22日午後に開かれた記者発表会では、テレメトリーデータから示された事象について説明があった。分離された2段目のエンジンの燃焼開始が予定よりわずかに遅れ、エンジンの1回目の燃焼停止が27秒と大きく計画からずれたのに続き、2回目の燃焼開始が15秒遅れたという。また、打ち上げから200秒を過ぎたところ(1段目の飛行フェーズ中)から、2段目エンジンの水素タンクの圧力が徐々に低下し始めていることも判明していて、この圧力低下が2段目の推力不足につながった可能性があるとみられている。水素タンクの圧力が低くなり2段目の推力が出にくくなったことが燃焼時間の長さにつながっていたと考えると辻褄が合うということだが、詳細は今後の究明に託される。

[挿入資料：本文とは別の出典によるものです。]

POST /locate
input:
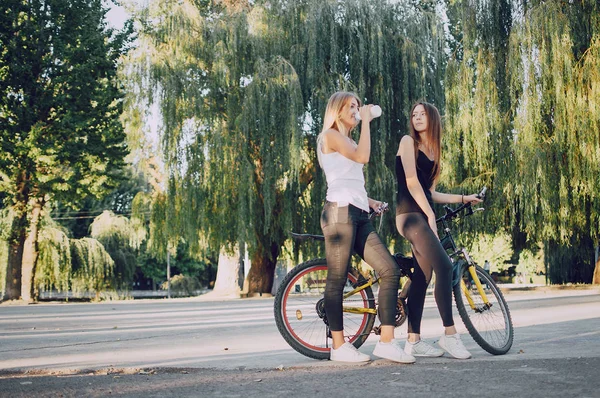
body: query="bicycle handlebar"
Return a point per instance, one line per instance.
(453, 213)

H3ロケット8号機の打ち上げシーケンス(予測値と打ち上げ当日との差)
H3ロケット8号機の打ち上げシーケンス(予測値と打ち上げ当日との差)

2段目エンジンは、キリバス共和国クリスマス島にあるJAXAの追尾局から追尾できる範囲を超えた後、すでに停波していて、通信したり地上から追尾したり、テレメトリーデータを追加で取得したりといったことはできない。衛星の分離信号も得られておらず、衛星自体の分離あるいは喪失については通常と異なるデータから判断することになる。もし分離されていれば、衛星の状態や軌道、姿勢といった情報を把握した後、衛星の開発側によってリカバリー等の可能性などの検討が進められる。

ミッションの特性上、ロケット2段目を制御落下させる機能は備わっておらず、大気圏再突入の際にわずかながら耐熱材料が燃え尽きずに地上に到達する可能性はあるという。ただし、地上に被害が及ぶようなことは確率的に極めて低い。また、燃焼がほとんど行われなかったために多くの燃料が残っているとみられるものの、デブリ(破片)発生を防ぐための燃料放出(ベント)が行われるので心配はない。

「今は全力の原因究明に尽きます。データと首っ引きになって原因究明に取り組み、H3が信頼を回復して役目を果たせることを目指します」(JAXA理事 岡田匡史さん)。